According to Article 201 of Law on Enterprises (2020), an enterprise merger is understood as a case where one or several companies can merge into another company by transferring all legal assets, rights, obligations and interests to the merging company, and at the same time terminate the existence of the merged company.

It should be noted that after business registration, the merging company enjoys all lawful rights and interests and is liable for unpaid debts, labor contracts and other property obligations of the merged company. In addition, in the case of a merger in which the merging company has a market share of between 30% and 50% in the relevant market, the legal representative of the company must notify the competition authority before carrying out the merger.

At the same time, the Competition Law also prohibits mergers if the merging company has a market share of more than 50% in the relevant market.

3. Consolidation

According to Article 200 of the Law on Enterprise (2020), enterprise consolidation is a case where two or more companies can be consolidated into a new company and at the same time terminate the existence of the company being consolidated.

This is a way to concentrate the market, these companies together form new companies, and it ends the existence of the merged companies.

After business registration, the companies being consolidated cease to exist, the consolidated company enjoys lawful rights and interests, is responsible for unpaid debts, labor contracts and other property obligations services of the companies being consolidated.

Similar to the enterprise meager, if the consolidation results in the consolidated company having a market share of between 30% and 50% in the relevant market, a notification must be made to the competition authority, and will be banned from consolidation if the consolidation results in a market share of more than 50% of the relevant market

4. Conversion

Conversion is the restructuring of an enterprise with a more appropriate development scale. The converted companies will inherit the legitimate rights and interests, and be liable for debts, labor contracts and other property obligations after the conversion.
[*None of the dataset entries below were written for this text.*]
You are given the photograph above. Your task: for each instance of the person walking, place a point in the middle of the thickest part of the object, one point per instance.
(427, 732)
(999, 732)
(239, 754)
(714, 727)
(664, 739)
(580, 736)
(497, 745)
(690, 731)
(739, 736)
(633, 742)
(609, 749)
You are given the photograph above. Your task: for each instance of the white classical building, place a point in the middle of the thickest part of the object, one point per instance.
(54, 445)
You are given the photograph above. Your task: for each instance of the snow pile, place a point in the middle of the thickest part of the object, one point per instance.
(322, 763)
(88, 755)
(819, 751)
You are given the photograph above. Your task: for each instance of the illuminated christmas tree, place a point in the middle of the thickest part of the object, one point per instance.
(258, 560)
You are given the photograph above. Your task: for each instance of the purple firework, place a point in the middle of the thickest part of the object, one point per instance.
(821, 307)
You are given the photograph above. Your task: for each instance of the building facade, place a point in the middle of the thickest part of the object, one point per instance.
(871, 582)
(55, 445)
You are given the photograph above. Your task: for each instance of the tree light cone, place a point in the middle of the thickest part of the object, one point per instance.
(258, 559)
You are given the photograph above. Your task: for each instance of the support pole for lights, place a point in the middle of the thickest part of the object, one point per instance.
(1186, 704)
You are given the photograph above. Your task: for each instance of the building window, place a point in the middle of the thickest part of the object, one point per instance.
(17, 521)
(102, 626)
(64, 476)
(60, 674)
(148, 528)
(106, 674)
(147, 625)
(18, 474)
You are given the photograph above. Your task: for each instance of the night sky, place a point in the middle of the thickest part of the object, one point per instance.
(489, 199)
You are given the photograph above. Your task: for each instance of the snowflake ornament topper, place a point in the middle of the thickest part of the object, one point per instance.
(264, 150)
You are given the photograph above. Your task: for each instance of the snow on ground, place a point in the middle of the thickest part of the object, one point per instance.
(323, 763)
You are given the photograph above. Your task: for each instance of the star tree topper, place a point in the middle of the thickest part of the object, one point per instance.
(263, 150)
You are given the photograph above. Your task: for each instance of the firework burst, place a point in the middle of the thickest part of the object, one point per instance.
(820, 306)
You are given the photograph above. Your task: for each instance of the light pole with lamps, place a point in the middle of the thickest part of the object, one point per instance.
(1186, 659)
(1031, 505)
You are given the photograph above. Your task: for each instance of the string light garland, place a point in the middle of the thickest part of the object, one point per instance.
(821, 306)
The forms of enterprises as follows are allowed to be converted:

  • Converting from a limited liability company into a joint stock company by the following methods:
    • not raising additional capital contribution or selling capital contribution to other organizations/individuals;
    • mobilizing additional capital contributions from other organizations/individuals;
    • sell all or part of capital contributions to other organizations/individuals.
  • Converting a joint stock company into a one-member limited liability company by the following method:
    • one shareholder transfers all the respective shares of all remaining shareholders;
    • an organization/individual that is not a shareholder receives the transfer of all shares of all shareholders.
  • Converting a joint stock company into a limited liability company with two or more members by the following methods:
    • not raising more shares or transferring shares to other organizations/individuals;
    • mobilizing more capital from other organizations/individuals;
    • transfer all or part of shares to other organizations/individuals; these methods can be combined or
    • the company has only 2 shareholders left.

5. Separation

According to Article 199 of the Law on Enterprises (2020), enterprise separation is understood as the separation of a joint-stock company or a limited liability company by transferring part of the company’s assets to establish one or several new companies.

Consequences of the separation:

  • Formation of one or more new companies and the new companies are not required to have the same type as before the separation.
  • The separated company does not cease to exist, but inherits the lawful rights and obligations divided according to the decision on separation of the company. The separated company and the new company must be jointly liable for unpaid debts, labor contracts and other property obligations of the separated company, unless otherwise agreed.
  • Make registration for change of charter capital and number of members corresponding to contributed capital, shares and reduced number of members for the separated company and at the same time, registering the establishment of new companies

It can be said that these are forms to create flexibility in the process of organizing, managing and operating the business. Accordingly, depending on the situation, conditions, goals and development orientation, enterprises will choose for themselves an appropriate form of organization.

The article is based on laws applicable at the time noted as above and may no longer be appropriate at the time the reader approaches this article as the applicable laws and the specific cases that the reader may wish to apply may have changed. Therefore, the article is for referencing only.